Exact same as Impetigo agents… Only thing that differs is length of time. Impetigo = TID x 5-7d; Folliculitis = TID x 7-10d (longer).

89
Q

How can we speed up the treatment of Furuncles?

A

-Warm compresses (speed up rupturing)
-Antibiotic treatment (to clear infection)
-Manual draining with sterilized Dr. tools

90
Q

T or F: OTC antibiotics are capable of penetrating Furuncle-type boils.

A

False… Won’t penetrate infected skin.

91
Q

How do German Measels & standard Measels differ in terms of rash presentation in kids & sickness intensity / onset / duration / demonstrated symptoms?

A

Measels: Hits harder… Kids present higher fever & quite sick for 3-5 days. Itchy rash lasts about 5 days & total illness duration 7-14d.

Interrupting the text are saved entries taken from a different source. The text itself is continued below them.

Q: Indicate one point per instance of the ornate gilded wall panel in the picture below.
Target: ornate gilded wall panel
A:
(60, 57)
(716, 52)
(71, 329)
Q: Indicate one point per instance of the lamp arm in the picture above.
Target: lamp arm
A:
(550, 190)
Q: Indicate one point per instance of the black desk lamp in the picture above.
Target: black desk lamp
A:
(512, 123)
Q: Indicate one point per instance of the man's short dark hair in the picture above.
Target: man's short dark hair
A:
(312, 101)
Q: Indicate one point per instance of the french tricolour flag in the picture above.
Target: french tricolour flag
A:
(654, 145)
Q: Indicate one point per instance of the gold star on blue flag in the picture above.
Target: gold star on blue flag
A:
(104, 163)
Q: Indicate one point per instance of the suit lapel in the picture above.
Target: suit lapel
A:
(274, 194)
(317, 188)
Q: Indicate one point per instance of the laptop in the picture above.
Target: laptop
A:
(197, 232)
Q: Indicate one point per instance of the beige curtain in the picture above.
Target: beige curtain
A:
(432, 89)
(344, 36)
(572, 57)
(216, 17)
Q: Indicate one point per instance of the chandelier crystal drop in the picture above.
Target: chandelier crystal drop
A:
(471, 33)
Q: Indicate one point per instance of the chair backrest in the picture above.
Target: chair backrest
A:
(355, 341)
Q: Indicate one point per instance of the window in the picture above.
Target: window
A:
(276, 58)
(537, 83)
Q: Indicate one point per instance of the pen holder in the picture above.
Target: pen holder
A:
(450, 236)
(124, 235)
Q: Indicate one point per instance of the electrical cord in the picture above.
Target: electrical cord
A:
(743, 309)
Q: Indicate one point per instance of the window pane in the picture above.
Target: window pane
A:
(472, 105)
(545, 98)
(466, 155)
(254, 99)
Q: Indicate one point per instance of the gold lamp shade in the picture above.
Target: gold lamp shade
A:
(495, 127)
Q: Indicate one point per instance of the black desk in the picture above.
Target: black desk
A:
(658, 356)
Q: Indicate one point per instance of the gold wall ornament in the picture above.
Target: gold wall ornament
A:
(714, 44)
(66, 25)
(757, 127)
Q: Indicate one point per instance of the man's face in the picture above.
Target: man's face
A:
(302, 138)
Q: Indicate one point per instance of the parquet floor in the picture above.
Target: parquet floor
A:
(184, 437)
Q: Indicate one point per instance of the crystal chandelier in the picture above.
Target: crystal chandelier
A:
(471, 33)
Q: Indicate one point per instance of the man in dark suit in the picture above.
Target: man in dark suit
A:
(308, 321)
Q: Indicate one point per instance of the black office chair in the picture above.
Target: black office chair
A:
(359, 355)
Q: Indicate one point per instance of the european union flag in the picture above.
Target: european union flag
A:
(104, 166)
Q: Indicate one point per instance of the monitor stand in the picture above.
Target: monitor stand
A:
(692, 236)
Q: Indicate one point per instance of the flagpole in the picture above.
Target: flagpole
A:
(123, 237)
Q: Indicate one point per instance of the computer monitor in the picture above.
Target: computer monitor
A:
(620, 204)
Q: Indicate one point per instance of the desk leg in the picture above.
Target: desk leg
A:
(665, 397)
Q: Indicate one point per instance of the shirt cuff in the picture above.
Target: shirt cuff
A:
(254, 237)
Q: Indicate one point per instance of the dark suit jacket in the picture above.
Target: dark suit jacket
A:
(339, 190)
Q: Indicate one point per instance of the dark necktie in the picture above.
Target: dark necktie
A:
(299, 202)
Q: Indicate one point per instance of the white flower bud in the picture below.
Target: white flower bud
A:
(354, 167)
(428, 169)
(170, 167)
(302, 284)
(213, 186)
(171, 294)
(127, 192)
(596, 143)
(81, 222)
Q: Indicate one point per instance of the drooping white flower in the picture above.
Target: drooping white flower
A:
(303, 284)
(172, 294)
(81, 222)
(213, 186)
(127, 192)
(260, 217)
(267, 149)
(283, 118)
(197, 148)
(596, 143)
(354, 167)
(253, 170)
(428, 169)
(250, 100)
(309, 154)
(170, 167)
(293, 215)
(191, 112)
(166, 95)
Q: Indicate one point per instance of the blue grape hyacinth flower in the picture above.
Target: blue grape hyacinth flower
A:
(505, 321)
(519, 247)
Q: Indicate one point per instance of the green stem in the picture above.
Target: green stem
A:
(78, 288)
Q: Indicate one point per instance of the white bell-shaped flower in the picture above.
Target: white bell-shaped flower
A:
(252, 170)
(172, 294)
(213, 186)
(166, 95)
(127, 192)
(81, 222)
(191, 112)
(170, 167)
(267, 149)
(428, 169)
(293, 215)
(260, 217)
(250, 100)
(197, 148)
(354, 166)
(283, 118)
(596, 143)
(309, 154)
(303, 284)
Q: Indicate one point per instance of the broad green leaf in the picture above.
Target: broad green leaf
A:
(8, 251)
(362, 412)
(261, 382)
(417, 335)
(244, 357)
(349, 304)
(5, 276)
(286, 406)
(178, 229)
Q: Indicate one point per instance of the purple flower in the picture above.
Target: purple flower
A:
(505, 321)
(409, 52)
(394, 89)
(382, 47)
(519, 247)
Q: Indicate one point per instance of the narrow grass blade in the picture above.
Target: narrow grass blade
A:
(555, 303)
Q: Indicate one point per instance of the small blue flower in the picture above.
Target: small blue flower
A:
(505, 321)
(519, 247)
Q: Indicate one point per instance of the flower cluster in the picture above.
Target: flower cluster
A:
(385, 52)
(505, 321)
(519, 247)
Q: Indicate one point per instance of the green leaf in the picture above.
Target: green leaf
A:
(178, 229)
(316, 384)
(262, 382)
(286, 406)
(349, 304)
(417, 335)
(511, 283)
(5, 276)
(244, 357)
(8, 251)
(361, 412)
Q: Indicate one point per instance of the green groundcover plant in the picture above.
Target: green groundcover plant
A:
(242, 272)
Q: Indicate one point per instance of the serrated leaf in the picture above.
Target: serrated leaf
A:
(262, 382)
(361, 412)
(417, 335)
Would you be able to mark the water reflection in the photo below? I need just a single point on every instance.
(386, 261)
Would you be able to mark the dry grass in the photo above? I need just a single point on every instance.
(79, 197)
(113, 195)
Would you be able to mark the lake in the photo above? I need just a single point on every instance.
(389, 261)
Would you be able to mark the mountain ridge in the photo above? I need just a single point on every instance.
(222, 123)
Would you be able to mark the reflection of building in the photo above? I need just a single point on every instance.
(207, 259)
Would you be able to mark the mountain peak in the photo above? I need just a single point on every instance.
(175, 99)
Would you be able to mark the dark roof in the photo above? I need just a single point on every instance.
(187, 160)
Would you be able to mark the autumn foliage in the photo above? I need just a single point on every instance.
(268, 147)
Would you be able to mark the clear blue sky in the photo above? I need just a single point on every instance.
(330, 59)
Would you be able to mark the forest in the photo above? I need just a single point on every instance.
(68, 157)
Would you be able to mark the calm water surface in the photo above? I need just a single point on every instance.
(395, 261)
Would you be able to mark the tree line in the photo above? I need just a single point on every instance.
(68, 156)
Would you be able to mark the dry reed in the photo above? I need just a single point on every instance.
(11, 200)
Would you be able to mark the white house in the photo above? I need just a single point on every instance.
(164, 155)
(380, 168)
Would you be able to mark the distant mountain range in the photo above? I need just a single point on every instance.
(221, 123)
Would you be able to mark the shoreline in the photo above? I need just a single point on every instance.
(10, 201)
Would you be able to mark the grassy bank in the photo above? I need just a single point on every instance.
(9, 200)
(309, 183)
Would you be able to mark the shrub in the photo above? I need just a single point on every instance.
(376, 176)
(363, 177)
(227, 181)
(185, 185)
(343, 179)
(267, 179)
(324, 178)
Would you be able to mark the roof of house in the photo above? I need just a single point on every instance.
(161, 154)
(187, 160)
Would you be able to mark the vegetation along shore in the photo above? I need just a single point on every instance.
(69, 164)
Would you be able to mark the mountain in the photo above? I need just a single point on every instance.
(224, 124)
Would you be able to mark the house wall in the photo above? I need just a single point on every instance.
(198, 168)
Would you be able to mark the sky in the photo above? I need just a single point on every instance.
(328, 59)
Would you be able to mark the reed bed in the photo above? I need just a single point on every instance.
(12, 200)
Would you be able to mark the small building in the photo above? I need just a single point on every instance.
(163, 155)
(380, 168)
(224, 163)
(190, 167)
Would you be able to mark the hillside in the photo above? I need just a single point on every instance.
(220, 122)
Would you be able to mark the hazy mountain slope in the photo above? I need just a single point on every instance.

German Measels: 1-2 days mild fever, itchy rash for up to 3d. Less severe illness intensity than standard Measels.

92
Q

Treating child Chicken Pox… What can we use?

A

-Tylenol (for pain associated with sores)… NO ADVIL!!!
-Oatmeal Bath (for anti-pruritic effects).
-Dabbing Calamine lotion on itchy spots.
-Cool, damp washcloths on itchy spots.